OBJECT OF THE INVENTION

One object of the invention consists in providing a self-locking descender with controlled disengagement of the mechanical link between the cam and handle, disengagement being performed in automatic manner while informing the user that the handle is close to the threshold position.

The descender according to the invention is remarkable in that it comprises:

• • a cam movable between a first position designed to block a rope and a second position designed to allow sliding of the rope, the cam defining a first stop,
  • a handle fitted movable at least in a first direction of movement, the handle having a first pin arranged to come into contact with the first stop of the cam and to form a first mechanical link.

The first pin and first stop are arranged in such a way that:

• • a first movement of the handle in the first direction of movement results in movement of the cam from the first position to the second position, and
  • when the handle reaches a threshold position in the first direction of movement, the first mechanical link is interrupted and the cam returns to the first position.

The descender also comprises:

• • a second pin fitted on the cam,
  • a second stop fixed to the handle to operate in conjunction with the second pin, the second stop being movable with respect to the handle by means of a spring moving the second stop to a first position.

The second pin and second stop are arranged in such a way that, when the first movement of the handle takes place in the first direction of movement, the second pin comes into contact with the second stop before the handle stresses the spring and reaches the threshold position.

According to a preferential embodiment, the second pin and second stop are arranged in such a way that the second pin escapes from the second stop when the handle reaches the threshold position.

In one development, a ramp is fixed to the handle in movable manner, the ramp defining the second stop and the spring connecting the ramp with the handle.

Preferentially, a second ramp is fixed to the cam, the second ramp being fitted movable with respect to the cam and being configured to come into contact with the first pin before the handle reaches the threshold position.

It is particularly advantageous to provide for the first pin to be formed by a rod movable in rotation, the second ramp forcing the rod to swivel to interrupt the first mechanical link and to interrupt the mechanical connection between the second pin and the second stop.

It is a further object of the invention to provide a method for using a descender that is easier to use.

The method is remarkable in that it comprises:

• • providing a self-locking descender according to one of the foregoing embodiments, with a handle mechanically connected to a cam by means of a first mechanical link,
  • moving the handle in a first direction of movement so that the handle successively defines a first securing position of the rope where the cam blocks the rope, a descent position where the cam allows the rope to slide and a first threshold position where the first mechanical link between the handle and cam is interrupted, the cam returning to the securing position.

The method is also remarkable in that the handle stresses a spring between the descent position and the first threshold position before the threshold position is reached.

Stressing of the spring enables a predefined minimal force to be imposed on the handle so that the user can get a better feeling of approaching the threshold position.

In one development, a second pin is fitted salient on the cam and a ramp is fixed to the handle, the ramp defining a second stop for the second pin, the second stop being movable with respect to the handle by means of a spring moving the second stop to a first position.

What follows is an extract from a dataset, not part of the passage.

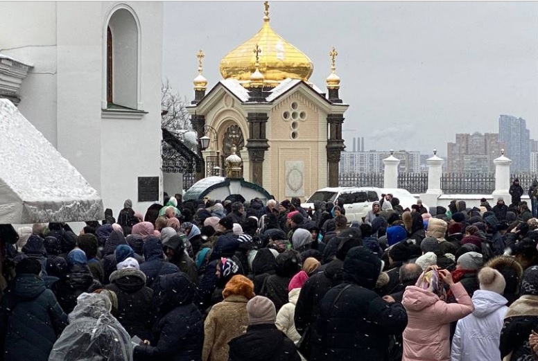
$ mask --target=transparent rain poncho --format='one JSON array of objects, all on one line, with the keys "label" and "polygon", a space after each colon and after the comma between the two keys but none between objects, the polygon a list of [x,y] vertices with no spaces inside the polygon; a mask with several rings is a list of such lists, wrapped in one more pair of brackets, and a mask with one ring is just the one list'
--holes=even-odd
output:
[{"label": "transparent rain poncho", "polygon": [[104,294],[80,294],[49,361],[132,361],[130,337],[110,314],[111,307]]}]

The second pin and second stop are arranged in such a way that, when the first movement of the handle takes place in the first direction of movement, the second pin comes into contact with the second stop before the handle stresses the spring and reaches the threshold position.

The use of the second pin and second stop means that a second mechanical connection is formed between the cam and handle which makes it easier to define the force to be provided to achieve the minimal force before the threshold position and/or the position of the handle where the spring is stressed.

Preferentially, a second ramp is fixed to the cam, the second ramp being fitted movable with respect to the cam and being configured so as to come into contact with the first pin when movement of the handle takes place in the direction of the threshold position.

In a preferred embodiment, the first pin is swivel-mounted and movement of the handle to the first threshold position forces the first pin to swivel due to the presence of the second ramp.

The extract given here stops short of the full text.